My Father was invisible once again, hurrying to the garage after work, as if selling insurance left some sort of bad taste in his mouth. I used to ask him about his job, but it wasn’t easy getting a straight answer from him. “You see, it’s like buying something to protect you from something else. Like an umbrella. It is raining, but instead of getting wet, you have an umbrella. The thing is that the umbrella doesn’t quite keep the rain away from hitting your shoes, so you need more protection” You see what I mean?” I guess, I didn’t look like I did, which made him think of another way of explaining it. “It’s like paying some fellows to protect you, like body guards, or something. These brave blokes, stop things from happening to you, but you need to pay them a decent wage, otherwise they will use all of their time watching TV and drinking beer. That means you need to get more protection, you see now?”

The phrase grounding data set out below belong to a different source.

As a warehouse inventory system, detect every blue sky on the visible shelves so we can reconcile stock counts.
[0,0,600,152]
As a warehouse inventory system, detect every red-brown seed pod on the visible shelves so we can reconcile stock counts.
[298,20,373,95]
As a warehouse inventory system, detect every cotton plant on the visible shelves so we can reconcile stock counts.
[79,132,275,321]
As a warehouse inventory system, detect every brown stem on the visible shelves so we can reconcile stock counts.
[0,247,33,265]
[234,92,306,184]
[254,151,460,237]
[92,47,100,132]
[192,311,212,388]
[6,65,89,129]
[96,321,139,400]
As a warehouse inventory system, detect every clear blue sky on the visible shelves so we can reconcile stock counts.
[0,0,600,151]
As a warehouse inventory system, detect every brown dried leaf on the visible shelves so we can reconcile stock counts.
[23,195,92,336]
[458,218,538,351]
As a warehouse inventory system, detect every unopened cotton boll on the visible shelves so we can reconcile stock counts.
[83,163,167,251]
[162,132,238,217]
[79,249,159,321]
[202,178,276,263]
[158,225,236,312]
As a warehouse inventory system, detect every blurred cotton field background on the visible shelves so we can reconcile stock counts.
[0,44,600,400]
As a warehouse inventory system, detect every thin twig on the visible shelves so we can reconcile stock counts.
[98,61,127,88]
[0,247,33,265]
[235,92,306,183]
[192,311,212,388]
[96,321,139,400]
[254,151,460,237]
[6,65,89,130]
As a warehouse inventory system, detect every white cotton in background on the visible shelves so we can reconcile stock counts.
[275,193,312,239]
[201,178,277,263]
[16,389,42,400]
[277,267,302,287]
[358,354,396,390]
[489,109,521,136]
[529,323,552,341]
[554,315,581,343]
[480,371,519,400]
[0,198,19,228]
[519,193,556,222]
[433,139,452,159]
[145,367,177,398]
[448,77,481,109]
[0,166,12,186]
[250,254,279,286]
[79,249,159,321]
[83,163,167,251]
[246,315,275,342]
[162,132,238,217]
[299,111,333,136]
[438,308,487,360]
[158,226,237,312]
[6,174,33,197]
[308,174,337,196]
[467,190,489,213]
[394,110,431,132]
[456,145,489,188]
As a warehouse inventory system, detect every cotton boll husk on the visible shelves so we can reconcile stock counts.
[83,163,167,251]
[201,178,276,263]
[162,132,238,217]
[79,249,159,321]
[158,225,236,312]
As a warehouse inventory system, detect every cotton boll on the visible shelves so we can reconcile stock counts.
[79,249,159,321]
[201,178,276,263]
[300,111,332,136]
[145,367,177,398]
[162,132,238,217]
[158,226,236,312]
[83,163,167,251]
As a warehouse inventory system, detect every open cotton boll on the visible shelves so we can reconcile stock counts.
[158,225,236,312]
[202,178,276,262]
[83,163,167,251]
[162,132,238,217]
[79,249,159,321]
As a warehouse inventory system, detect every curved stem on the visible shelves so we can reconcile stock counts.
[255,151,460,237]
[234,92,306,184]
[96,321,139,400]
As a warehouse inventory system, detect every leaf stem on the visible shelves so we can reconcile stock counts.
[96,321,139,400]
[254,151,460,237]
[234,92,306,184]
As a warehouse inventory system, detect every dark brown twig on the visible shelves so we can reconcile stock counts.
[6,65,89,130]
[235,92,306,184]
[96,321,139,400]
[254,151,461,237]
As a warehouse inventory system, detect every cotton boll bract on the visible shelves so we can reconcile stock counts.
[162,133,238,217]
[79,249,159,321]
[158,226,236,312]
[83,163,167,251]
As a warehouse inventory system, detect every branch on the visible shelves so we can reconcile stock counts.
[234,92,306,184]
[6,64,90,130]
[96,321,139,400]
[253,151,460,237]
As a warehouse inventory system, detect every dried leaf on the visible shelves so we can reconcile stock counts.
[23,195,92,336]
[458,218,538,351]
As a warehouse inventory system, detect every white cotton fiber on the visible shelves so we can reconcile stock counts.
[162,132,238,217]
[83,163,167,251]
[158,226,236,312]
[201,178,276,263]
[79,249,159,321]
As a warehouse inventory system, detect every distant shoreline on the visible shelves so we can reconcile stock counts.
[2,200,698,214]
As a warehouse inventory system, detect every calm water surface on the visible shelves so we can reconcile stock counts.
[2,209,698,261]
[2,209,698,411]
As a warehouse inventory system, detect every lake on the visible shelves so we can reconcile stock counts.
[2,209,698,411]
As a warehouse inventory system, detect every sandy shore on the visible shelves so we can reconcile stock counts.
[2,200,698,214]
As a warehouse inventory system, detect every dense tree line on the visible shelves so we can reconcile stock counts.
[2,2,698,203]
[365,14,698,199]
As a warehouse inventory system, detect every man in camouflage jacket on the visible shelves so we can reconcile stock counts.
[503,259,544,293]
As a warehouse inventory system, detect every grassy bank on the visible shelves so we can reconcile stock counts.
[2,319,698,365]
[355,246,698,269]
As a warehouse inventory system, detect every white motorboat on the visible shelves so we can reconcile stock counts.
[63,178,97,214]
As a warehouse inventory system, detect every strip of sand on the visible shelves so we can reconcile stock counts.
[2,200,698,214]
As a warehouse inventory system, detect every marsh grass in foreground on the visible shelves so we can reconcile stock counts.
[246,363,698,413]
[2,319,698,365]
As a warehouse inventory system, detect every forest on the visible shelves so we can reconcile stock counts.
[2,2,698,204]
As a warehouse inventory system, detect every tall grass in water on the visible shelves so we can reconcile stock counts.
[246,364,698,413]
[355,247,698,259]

I’d read something like this with the Hardy Boys, but that involved illegal activity, the police, and someone getting themselves shot. “I did see”, and told him so, but I worried that one dark night some thug would break into our garage, and hit my father on the head with a blackjack, then speed away in their roadster! It would have been exciting if not for my mother’s comments at this point in time. “Jack, Stop scaring the boy!” You sell insurance, plain and simple. It’s not like you are bribing politicians, or selling Narcotics on the East Side of Town! Grow up and face the fact, that you are just a glorified pencil pusher, and nothing else!”

I understood more and more, why my father chose to hide in the garage. I would have hid there too, but someone had to spend time with mom, or else she’d hunt us down like dogs!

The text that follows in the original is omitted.